Tuesday, February 1, 2011

living in fearless

This morning I went uptown for my very last test—the three-peat urine sample.

I took the subway up to 116th and back. Now I realize that sounds like not a big deal for someone who's lived in NYC for just about half of my 46 years. But for me it was huge.

HUGE.

I generally don't take the subway. For many years, well over a decade, I never walked down those dirty grey stairs, stood on those poorly lit platforms, waited for the rumble that shook the concrete under my feet. The bus is my transportation of choice. A cab. I can walk for miles. We have a car that I occasionally do more with than parallel on the opposite side of the street. Three or so years ago I took a deep breath and hopped on a train if there were no other options available. I had to be with other people. I had to be distracted. If the train slowed down, I'd get off at the next stop. This happened so rarely I could probably count the times on two hands.

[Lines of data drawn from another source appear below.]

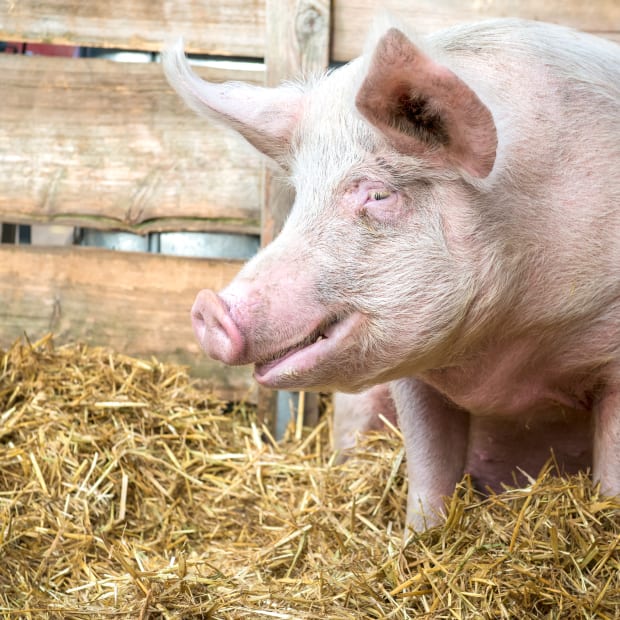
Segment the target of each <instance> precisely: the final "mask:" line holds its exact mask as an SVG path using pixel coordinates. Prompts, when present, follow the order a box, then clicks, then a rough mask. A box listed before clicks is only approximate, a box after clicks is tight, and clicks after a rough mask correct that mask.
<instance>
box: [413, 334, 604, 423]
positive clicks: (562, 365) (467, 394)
mask: <svg viewBox="0 0 620 620" xmlns="http://www.w3.org/2000/svg"><path fill="white" fill-rule="evenodd" d="M541 349H542V351H544V352H542V351H541ZM566 359H567V358H566V355H565V353H562V352H559V351H557V352H554V351H553V350H552V348H551V349H549V348H547V347H546V346H544V345H543V347H541V343H540V341H539V340H537V339H532V338H515V339H512V340H507V341H503V342H501V343H488V344H487V345H486V346H484V347H482V348H481V349H480V350H478V351H476V352H475V353H474V354H470V355H469V357H467V358H464V359H462V360H461V361H460V363H458V364H455V365H450V366H446V367H443V368H438V369H434V370H429V371H426V372H424V373H422V374H421V376H420V378H421V379H422V380H423V381H424V382H425V383H427V384H429V385H431V386H433V387H434V388H435V389H437V390H438V391H439V392H441V393H442V394H444V395H445V396H446V397H447V398H449V399H450V400H451V401H452V402H454V403H455V404H456V405H458V406H459V407H462V408H463V409H465V410H467V411H469V412H470V413H472V414H474V415H491V414H493V415H497V414H505V415H508V416H513V415H514V416H518V415H521V414H523V413H527V412H529V413H532V412H535V411H537V410H543V409H548V408H549V407H550V406H558V407H568V408H570V409H576V410H582V411H586V410H590V409H591V407H592V404H593V401H594V399H595V396H596V392H597V389H598V388H599V387H600V383H601V378H600V377H601V372H600V368H595V369H593V368H592V366H596V364H595V363H593V362H591V361H590V362H588V360H587V357H586V356H584V358H583V359H581V360H579V361H576V360H574V359H573V360H572V361H571V362H568V363H567V362H566V361H565V360H566ZM593 370H594V372H593ZM596 371H598V372H596ZM597 376H598V378H596V377H597ZM593 377H595V378H593Z"/></svg>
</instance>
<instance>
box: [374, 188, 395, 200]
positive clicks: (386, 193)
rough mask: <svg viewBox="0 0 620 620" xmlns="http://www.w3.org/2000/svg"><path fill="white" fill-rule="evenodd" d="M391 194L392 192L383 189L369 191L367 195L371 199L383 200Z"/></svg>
mask: <svg viewBox="0 0 620 620" xmlns="http://www.w3.org/2000/svg"><path fill="white" fill-rule="evenodd" d="M391 195H392V192H390V191H388V190H386V189H384V190H374V191H372V192H370V195H369V196H368V197H369V198H370V199H371V200H385V199H386V198H389V197H390V196H391Z"/></svg>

But today, today I traveled alone. And was fine.

I figured if I can stare down my first operation, my first time being wheeled into surgery, my first anesthesia, giving up an organ that's been a part of me for longer than I've been on this planet and that I use on a regular basis, if I can handle strangers slicing me open, knowing I'll be in serious pain afterwards and will have a significant recovery, if I can accept that possibilities of all that can go wrong, then fuck it—the subway shouldn't be a big deal.

I'm learning to live in fearless.

Fearless to me isn't the absence of fear. I know myself too well—I'll never live without fear completely. But it's facing fear head on and not letting it win. Not making those excuses I so usually make. Not keeping myself out of situations so I don't have to grapple with the what ifs that I excel at making.

People who don't suffer from anxiety have no idea how hard it can be to be brave. To fight with yourself. To survive those internal battles. To breathe instead of panic. To function instead of freeze.

I've come so far. And this kidney journey is challenging me to challenge myself in ways I'd accepted were just the way I was.

But maybe, just maybe, that's not how I have to be.

Now I have to conquer doing a headstand in the middle of a room.